The South African beef industry has seen enormous growth in exports over the past couple of years, generating an estimated US$144 million in 2017.

In terms of volumes, medium-term trends show a sharp increase in overall beef exports, from 8 292 tonnes in 2001 to 31 888 tonnes in 2017 . Frozen beef exports trebled from 4 740 tonnes in 2001 to 13 808 tonnes in 2017. Meanwhile, fresh/chilled beef exports increased 5-fold over the same period, from 8 292 tonnes to 18 080 tonnes.

Within the top ten destinations for South African frozen beef export markets, there are continental markets (Lesotho, Mozambique, Angola, Mauritius, Swaziland and Egypt), the Far East region (Hong Kong, China and Vietnam), as well as the Middle East (United Arab Emirates). In terms of chilled/fresh beef, the continental markets (Swaziland, Mozambique, Lesotho, Namibia and Mauritius) featured prominently, followed by the Middle East (United Arab Emirates, Kuwait, Jordan and Qatar), as well as the Far East (China). 

However, this notable progress is likely to be disrupted this year following an outbreak of the Foot and Mouth Disease (FMD) in cattle in the Vhembe District of Limpopo, which has resulted to a number of countries, such as Swaziland, Botswana and Namibia, amongst others, banning South African cattle and beef exports.

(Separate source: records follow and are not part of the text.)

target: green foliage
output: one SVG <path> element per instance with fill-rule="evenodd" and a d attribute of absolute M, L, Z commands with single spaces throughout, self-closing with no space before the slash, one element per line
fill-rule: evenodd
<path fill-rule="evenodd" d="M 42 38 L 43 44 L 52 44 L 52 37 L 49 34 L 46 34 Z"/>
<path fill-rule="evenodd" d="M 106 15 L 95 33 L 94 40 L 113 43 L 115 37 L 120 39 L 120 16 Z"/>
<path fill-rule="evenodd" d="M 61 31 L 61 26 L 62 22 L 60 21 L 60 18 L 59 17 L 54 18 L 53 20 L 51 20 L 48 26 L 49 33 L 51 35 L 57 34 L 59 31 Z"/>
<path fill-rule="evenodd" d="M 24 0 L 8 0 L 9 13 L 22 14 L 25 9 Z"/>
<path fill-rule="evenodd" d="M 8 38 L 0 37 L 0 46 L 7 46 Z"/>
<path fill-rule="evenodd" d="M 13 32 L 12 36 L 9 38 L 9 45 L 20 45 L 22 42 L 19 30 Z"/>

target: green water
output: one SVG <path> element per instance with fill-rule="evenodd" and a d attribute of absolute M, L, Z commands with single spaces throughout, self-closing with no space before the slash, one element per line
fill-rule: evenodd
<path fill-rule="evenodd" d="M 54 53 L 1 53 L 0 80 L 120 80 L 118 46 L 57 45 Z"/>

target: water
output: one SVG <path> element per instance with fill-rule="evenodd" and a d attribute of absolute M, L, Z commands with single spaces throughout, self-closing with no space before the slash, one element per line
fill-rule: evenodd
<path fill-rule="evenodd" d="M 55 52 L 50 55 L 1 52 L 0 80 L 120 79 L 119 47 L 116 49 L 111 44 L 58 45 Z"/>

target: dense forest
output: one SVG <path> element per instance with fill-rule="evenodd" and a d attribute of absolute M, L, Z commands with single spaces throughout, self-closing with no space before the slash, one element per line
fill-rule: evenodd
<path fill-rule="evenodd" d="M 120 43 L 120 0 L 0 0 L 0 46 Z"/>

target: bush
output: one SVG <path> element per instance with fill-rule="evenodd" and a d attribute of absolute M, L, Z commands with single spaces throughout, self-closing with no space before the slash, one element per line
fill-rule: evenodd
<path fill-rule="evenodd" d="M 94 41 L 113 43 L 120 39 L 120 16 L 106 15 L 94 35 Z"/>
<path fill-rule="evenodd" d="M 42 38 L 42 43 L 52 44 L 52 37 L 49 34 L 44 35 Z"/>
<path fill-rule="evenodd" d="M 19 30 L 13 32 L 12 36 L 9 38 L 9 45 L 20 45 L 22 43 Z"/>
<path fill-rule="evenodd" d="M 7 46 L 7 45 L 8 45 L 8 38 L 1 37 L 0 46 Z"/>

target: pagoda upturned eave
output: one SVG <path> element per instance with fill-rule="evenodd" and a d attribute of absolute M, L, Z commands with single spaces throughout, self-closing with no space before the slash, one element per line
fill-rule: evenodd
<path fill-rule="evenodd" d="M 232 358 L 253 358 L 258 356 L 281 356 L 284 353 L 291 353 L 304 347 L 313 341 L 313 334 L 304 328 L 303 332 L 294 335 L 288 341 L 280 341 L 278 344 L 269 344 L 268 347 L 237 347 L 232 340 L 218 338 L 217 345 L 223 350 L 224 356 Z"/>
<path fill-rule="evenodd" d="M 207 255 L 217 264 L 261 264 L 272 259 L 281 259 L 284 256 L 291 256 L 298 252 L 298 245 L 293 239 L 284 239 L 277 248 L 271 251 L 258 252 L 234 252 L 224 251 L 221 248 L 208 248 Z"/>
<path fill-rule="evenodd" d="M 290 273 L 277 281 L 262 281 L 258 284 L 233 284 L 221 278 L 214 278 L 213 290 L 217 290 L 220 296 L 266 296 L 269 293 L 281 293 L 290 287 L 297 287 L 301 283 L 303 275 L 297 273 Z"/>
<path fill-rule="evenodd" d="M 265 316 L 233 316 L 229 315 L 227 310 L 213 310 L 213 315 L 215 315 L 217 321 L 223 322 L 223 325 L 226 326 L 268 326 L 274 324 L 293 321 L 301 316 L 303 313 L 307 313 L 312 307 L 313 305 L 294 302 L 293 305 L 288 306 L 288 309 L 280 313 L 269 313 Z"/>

This will put pressure on cattle farmers (especially the red meat industry), and in turn, negatively impact South Africa’s agricultural trade balance. The overall financial impact on the industry, however, is unclear at this stage as the local authorities are still on the ground conducting further investigations to verify the results to determine the extent of the outbreak of FMD.1

Aside from the disease outbreak, 2019 was already starting on a negative footing owing to drier weather conditions in the western parts of South Africa, which did not only negatively affect grazing veld, but also led to an increase in maize and soybean prices – both of which are key animal feed ingredients.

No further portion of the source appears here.